Same for me, that and exposed sponges. Black Brush Algae (BBA) definitely isn't deterred by <"strong currents">.

cheers Darrel


----------



## Keys_Tanks (13 Dec 2021)

Wookii said:


> Why give up the chance for free algae eaters?


Hey @Wookii 
so I was playing with my shrimp tank it's been set up 2 years or more and I removed all hard scape about 4 days ago and I've only had the few bladder snails here and there in it. now I removed a few good chunks of frodo stone and after I moved it I noticed i saw masses of snails that i cant exactly identify but look like trumpet ones. 

the weird thing I have not added or removed anything until the rock just now around now and that's probably around 1 year since I have added anything. 

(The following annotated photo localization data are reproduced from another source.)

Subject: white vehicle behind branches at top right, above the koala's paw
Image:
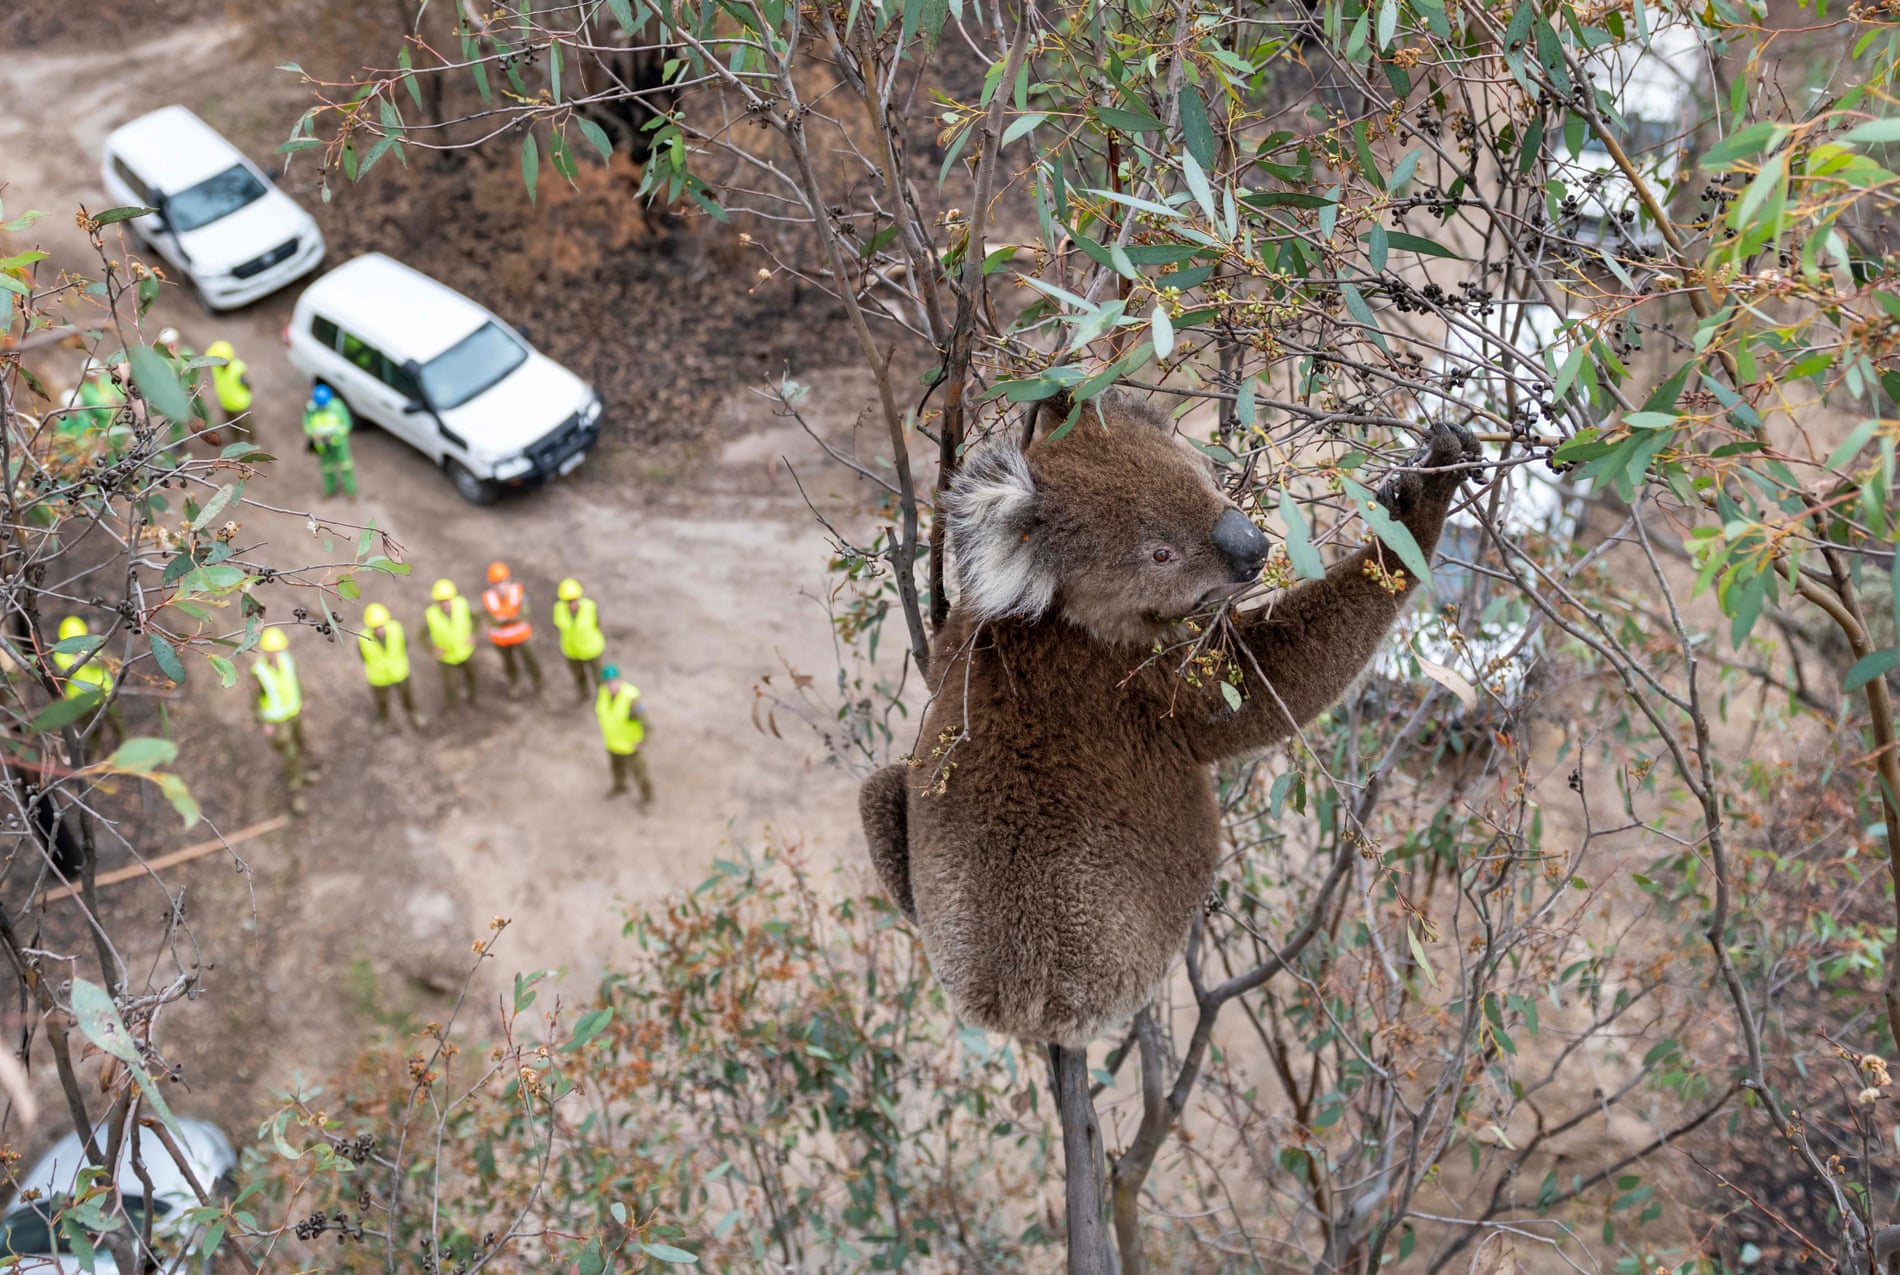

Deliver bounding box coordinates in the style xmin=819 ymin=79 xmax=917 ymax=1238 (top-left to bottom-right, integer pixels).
xmin=1552 ymin=21 xmax=1708 ymax=249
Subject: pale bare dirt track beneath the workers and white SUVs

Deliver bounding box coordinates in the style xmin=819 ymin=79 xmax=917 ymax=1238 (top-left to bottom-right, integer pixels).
xmin=0 ymin=23 xmax=895 ymax=1132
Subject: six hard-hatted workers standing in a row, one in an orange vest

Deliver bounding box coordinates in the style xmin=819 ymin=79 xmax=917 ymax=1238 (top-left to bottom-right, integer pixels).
xmin=241 ymin=562 xmax=654 ymax=813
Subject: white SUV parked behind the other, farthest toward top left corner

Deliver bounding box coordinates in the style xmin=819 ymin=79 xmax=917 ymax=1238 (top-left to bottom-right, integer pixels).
xmin=101 ymin=106 xmax=323 ymax=312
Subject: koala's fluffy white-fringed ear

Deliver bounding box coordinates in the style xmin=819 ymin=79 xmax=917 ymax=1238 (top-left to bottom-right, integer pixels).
xmin=942 ymin=437 xmax=1056 ymax=623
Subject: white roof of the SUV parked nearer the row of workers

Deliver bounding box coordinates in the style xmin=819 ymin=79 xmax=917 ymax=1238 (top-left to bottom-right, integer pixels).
xmin=296 ymin=253 xmax=494 ymax=363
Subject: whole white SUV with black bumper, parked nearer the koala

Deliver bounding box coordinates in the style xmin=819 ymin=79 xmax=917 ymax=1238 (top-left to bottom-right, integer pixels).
xmin=283 ymin=253 xmax=600 ymax=505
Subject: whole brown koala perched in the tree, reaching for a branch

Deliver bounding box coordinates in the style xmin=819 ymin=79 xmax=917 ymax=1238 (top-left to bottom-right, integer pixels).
xmin=859 ymin=393 xmax=1478 ymax=1047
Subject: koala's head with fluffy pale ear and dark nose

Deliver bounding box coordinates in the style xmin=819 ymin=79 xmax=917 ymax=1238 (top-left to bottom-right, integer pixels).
xmin=942 ymin=395 xmax=1267 ymax=642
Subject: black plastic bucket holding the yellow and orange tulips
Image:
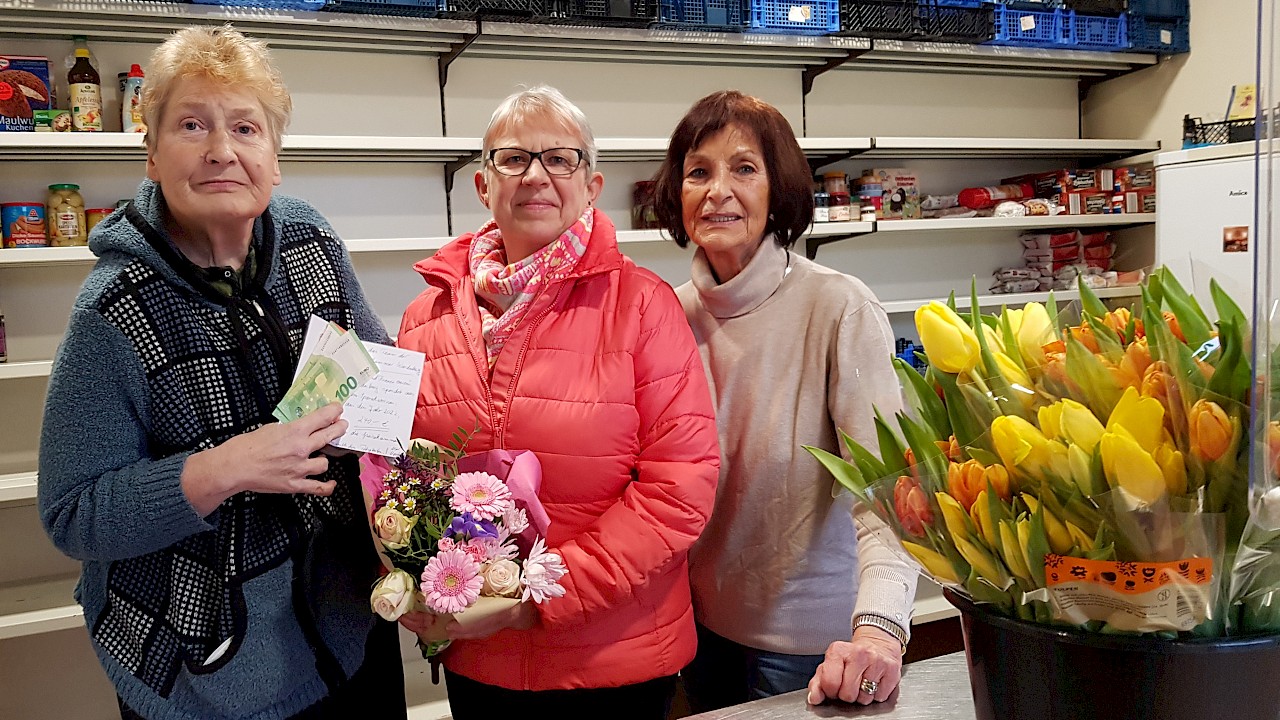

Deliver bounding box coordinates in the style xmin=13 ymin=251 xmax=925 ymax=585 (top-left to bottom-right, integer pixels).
xmin=943 ymin=591 xmax=1280 ymax=720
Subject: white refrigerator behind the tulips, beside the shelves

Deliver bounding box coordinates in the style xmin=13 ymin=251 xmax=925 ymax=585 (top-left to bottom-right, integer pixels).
xmin=1155 ymin=142 xmax=1258 ymax=318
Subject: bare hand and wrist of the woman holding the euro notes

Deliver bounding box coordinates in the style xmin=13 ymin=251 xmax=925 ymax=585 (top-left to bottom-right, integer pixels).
xmin=182 ymin=402 xmax=347 ymax=516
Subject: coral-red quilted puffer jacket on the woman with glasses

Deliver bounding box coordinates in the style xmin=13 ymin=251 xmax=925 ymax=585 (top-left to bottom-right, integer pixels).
xmin=398 ymin=210 xmax=719 ymax=691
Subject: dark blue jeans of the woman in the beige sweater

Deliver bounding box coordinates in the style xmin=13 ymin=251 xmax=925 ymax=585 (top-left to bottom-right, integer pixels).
xmin=680 ymin=625 xmax=823 ymax=714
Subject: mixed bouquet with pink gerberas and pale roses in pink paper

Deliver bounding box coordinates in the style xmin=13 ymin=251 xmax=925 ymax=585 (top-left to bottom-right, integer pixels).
xmin=360 ymin=434 xmax=567 ymax=656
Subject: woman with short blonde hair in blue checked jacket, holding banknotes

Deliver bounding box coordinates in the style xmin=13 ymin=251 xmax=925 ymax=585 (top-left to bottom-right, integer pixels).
xmin=38 ymin=27 xmax=404 ymax=720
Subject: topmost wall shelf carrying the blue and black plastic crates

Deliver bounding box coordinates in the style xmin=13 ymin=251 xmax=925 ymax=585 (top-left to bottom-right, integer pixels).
xmin=0 ymin=0 xmax=1156 ymax=78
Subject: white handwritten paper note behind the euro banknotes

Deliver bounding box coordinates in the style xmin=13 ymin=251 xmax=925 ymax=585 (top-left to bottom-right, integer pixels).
xmin=294 ymin=316 xmax=426 ymax=457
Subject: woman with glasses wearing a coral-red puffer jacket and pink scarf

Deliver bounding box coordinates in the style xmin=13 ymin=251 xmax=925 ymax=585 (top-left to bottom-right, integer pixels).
xmin=398 ymin=87 xmax=719 ymax=720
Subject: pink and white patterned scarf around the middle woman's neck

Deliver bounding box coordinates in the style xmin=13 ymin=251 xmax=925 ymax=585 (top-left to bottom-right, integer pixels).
xmin=471 ymin=206 xmax=595 ymax=369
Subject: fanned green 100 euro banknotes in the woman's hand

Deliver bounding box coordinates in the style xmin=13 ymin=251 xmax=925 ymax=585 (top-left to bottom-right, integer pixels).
xmin=273 ymin=325 xmax=378 ymax=423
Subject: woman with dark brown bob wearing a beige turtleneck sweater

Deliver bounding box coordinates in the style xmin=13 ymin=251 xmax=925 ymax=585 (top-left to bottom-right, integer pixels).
xmin=655 ymin=91 xmax=916 ymax=712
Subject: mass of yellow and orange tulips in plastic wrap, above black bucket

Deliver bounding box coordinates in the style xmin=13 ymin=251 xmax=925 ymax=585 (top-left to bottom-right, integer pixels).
xmin=809 ymin=269 xmax=1280 ymax=635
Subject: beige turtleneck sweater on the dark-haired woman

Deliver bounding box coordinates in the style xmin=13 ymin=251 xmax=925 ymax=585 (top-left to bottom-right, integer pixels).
xmin=676 ymin=238 xmax=916 ymax=655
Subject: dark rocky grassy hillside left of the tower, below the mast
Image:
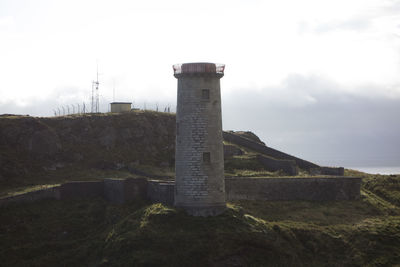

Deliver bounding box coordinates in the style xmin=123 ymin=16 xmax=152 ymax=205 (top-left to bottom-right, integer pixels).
xmin=0 ymin=111 xmax=175 ymax=194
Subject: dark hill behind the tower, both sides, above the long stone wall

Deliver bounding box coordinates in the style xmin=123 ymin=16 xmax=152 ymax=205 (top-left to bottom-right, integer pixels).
xmin=0 ymin=110 xmax=338 ymax=193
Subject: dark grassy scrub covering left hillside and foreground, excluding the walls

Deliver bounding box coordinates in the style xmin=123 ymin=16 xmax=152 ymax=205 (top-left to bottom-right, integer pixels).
xmin=0 ymin=112 xmax=400 ymax=266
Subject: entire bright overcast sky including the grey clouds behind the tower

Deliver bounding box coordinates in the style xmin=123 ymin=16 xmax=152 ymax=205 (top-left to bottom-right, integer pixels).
xmin=0 ymin=0 xmax=400 ymax=167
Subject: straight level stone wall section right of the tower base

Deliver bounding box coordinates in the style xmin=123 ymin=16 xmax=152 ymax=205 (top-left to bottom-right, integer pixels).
xmin=225 ymin=177 xmax=361 ymax=201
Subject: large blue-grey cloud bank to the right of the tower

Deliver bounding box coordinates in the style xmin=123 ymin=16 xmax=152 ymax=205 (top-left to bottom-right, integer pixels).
xmin=223 ymin=75 xmax=400 ymax=167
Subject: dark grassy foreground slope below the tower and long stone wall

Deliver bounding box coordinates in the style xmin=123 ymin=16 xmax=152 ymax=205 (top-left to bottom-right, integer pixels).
xmin=0 ymin=176 xmax=400 ymax=266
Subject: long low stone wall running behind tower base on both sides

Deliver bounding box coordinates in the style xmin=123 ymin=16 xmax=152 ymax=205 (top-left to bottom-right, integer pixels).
xmin=0 ymin=177 xmax=361 ymax=205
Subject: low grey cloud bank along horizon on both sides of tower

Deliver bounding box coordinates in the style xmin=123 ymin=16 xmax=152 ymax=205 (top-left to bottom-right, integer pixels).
xmin=0 ymin=74 xmax=400 ymax=167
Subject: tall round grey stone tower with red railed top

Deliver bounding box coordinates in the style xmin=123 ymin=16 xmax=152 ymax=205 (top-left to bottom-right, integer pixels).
xmin=173 ymin=63 xmax=226 ymax=216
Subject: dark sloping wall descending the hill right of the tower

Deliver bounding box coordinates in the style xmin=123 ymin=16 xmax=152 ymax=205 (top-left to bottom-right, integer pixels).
xmin=223 ymin=132 xmax=319 ymax=170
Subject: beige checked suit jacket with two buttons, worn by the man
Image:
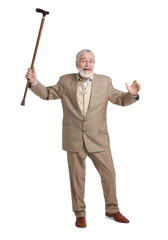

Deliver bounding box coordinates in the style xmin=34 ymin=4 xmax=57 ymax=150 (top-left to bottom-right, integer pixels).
xmin=31 ymin=73 xmax=139 ymax=152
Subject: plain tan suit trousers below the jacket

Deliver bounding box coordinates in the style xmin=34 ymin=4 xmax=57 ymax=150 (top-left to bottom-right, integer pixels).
xmin=67 ymin=144 xmax=119 ymax=217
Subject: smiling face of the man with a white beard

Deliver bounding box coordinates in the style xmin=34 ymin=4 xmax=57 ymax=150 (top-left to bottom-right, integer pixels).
xmin=76 ymin=52 xmax=94 ymax=78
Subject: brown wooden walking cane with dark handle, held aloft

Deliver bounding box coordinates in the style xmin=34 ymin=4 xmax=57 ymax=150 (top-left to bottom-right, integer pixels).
xmin=21 ymin=8 xmax=49 ymax=106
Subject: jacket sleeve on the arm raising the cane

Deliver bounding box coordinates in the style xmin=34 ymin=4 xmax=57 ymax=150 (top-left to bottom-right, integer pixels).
xmin=30 ymin=78 xmax=63 ymax=100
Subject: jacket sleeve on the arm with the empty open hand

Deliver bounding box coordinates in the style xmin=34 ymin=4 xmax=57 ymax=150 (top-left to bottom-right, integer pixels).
xmin=107 ymin=78 xmax=139 ymax=106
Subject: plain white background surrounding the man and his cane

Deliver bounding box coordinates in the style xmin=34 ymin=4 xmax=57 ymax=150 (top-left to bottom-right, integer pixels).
xmin=0 ymin=0 xmax=168 ymax=240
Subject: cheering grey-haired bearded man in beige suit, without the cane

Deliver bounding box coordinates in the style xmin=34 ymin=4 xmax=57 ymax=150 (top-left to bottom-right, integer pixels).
xmin=26 ymin=49 xmax=141 ymax=227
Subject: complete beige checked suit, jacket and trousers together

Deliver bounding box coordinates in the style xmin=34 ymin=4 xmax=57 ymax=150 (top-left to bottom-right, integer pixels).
xmin=31 ymin=74 xmax=139 ymax=217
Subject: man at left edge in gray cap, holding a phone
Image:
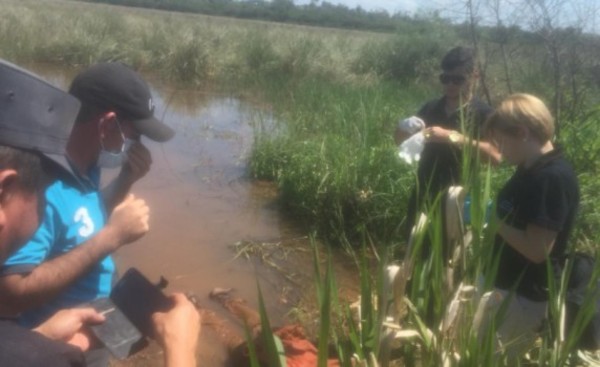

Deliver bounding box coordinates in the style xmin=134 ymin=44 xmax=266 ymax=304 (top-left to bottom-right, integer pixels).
xmin=0 ymin=60 xmax=199 ymax=367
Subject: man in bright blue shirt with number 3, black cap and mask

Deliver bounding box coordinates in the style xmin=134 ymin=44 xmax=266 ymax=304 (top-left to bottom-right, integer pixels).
xmin=0 ymin=63 xmax=174 ymax=364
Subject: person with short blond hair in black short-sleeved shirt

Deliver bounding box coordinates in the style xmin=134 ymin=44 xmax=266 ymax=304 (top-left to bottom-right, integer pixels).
xmin=475 ymin=94 xmax=579 ymax=357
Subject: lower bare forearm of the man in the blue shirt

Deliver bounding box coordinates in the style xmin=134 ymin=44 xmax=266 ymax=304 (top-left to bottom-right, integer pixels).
xmin=0 ymin=227 xmax=118 ymax=315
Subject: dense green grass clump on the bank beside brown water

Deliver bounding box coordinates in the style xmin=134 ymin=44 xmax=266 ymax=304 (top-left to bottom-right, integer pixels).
xmin=250 ymin=79 xmax=432 ymax=249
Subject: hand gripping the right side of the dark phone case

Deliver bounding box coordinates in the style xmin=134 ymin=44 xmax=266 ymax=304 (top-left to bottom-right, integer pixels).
xmin=152 ymin=293 xmax=200 ymax=367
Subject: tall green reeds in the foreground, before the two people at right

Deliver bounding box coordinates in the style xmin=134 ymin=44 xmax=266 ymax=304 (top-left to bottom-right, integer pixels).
xmin=252 ymin=115 xmax=600 ymax=367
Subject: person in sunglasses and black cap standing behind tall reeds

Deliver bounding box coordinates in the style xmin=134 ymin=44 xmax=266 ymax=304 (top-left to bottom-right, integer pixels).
xmin=395 ymin=47 xmax=501 ymax=327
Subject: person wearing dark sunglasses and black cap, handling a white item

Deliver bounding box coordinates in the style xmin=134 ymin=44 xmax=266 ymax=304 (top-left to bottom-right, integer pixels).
xmin=394 ymin=47 xmax=501 ymax=242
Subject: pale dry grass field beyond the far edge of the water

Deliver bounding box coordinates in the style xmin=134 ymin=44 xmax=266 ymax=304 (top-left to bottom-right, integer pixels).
xmin=0 ymin=0 xmax=388 ymax=85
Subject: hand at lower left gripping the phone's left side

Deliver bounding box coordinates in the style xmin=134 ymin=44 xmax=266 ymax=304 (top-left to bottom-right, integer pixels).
xmin=33 ymin=308 xmax=104 ymax=352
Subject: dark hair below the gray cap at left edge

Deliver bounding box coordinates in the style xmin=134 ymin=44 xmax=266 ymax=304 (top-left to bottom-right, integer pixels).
xmin=0 ymin=145 xmax=55 ymax=193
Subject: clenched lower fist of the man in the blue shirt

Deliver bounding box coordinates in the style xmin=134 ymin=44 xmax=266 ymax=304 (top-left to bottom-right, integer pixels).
xmin=102 ymin=194 xmax=150 ymax=248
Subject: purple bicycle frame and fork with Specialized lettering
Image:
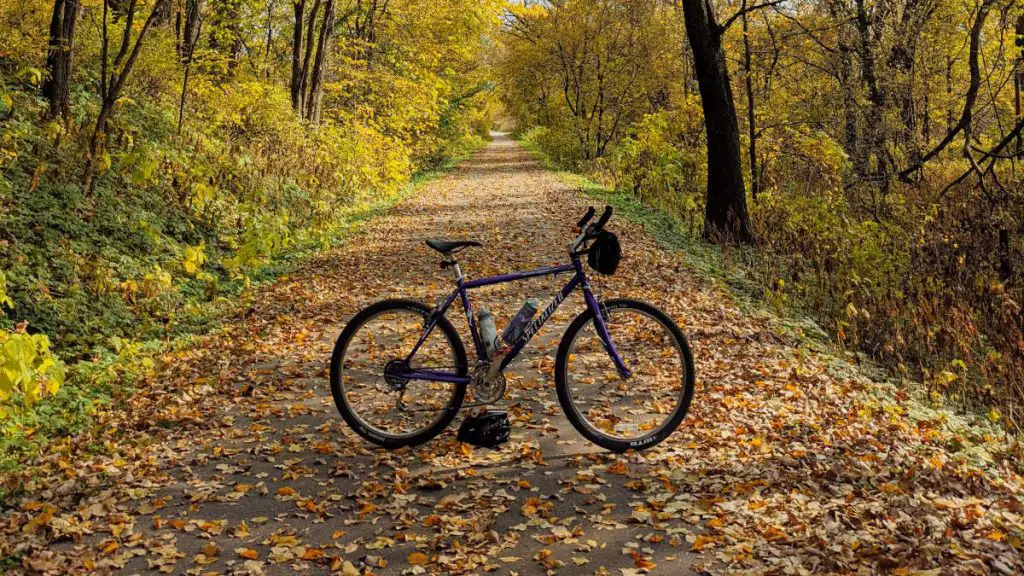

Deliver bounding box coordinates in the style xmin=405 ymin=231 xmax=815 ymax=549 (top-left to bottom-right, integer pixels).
xmin=388 ymin=255 xmax=632 ymax=384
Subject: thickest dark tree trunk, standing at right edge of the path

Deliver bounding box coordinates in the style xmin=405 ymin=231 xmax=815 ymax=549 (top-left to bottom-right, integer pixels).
xmin=683 ymin=0 xmax=754 ymax=243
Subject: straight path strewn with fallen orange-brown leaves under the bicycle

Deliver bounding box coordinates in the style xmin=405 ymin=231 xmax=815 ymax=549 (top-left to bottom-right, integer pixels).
xmin=2 ymin=137 xmax=1022 ymax=575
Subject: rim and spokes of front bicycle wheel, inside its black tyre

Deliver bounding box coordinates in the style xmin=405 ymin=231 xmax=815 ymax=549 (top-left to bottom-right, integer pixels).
xmin=565 ymin=307 xmax=687 ymax=446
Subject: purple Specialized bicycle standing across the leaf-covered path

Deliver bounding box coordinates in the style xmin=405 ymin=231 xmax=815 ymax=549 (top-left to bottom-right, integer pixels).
xmin=331 ymin=206 xmax=694 ymax=452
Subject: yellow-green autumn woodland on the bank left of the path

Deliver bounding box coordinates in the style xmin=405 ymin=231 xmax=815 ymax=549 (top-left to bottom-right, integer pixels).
xmin=0 ymin=0 xmax=498 ymax=464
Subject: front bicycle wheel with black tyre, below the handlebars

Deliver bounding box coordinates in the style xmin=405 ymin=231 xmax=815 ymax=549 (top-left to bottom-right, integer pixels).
xmin=555 ymin=299 xmax=694 ymax=452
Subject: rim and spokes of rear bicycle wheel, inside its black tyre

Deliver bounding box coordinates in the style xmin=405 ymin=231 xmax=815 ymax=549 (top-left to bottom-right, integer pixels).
xmin=339 ymin=310 xmax=459 ymax=439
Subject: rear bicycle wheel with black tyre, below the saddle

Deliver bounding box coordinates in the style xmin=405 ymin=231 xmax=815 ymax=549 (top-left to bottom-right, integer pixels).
xmin=331 ymin=300 xmax=468 ymax=449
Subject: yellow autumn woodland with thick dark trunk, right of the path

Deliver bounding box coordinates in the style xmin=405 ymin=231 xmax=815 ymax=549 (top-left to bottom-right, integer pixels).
xmin=496 ymin=0 xmax=1024 ymax=429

I have removed them because they are everywhere it's such an eye sore. but are they even good for a shrimp tank? and was they just lying dormant underneath the stones? 

crazy to me 

Josh 





Sent from my SM-G965F using Tapatalk


----------



## Djoko Sauza (14 Dec 2021)

They look like Malaysian Trumpet Snails, _Melanoides tuberculata_. They live mostly in the substrate and come out at night. One of the best "pest" snails you can have since they are most of the time hiding and keep your substrate moving.

I see snails as a necessary evil. Do I like how they look? Mostly not. But if you think about it, they form self regulating colonies of algae and decomposing matter eaters. Who wouldn't want that in their tank?

I try to always keep 3 or 4 species so that they have to compete with each other and no single species is overwhelming present.


----------



## Wookii (14 Dec 2021)

Keys_Tanks said:


> Hey @Wookii
> so I was playing with my shrimp tank it's been set up 2 years or more and I removed all hard scape about 4 days ago and I've only had the few bladder snails here and there in it. now I removed a few good chunks of frodo stone and after I moved it I noticed i saw masses of snails that i cant exactly identify but look like trumpet ones.
> 
> the weird thing I have not added or removed anything until the rock just now around now and that's probably around 1 year since I have added anything.
> ...



@Djoko Sauza has already covered it, but yes they look like MTS, are harmless and only ever beneficial to your tank. Unless you feed too much fish food, or have have to much decaying plant matter you’ll likely rarely see them. They busy themselves with cleaning your tank and aerating your substrate without any intervention.


----------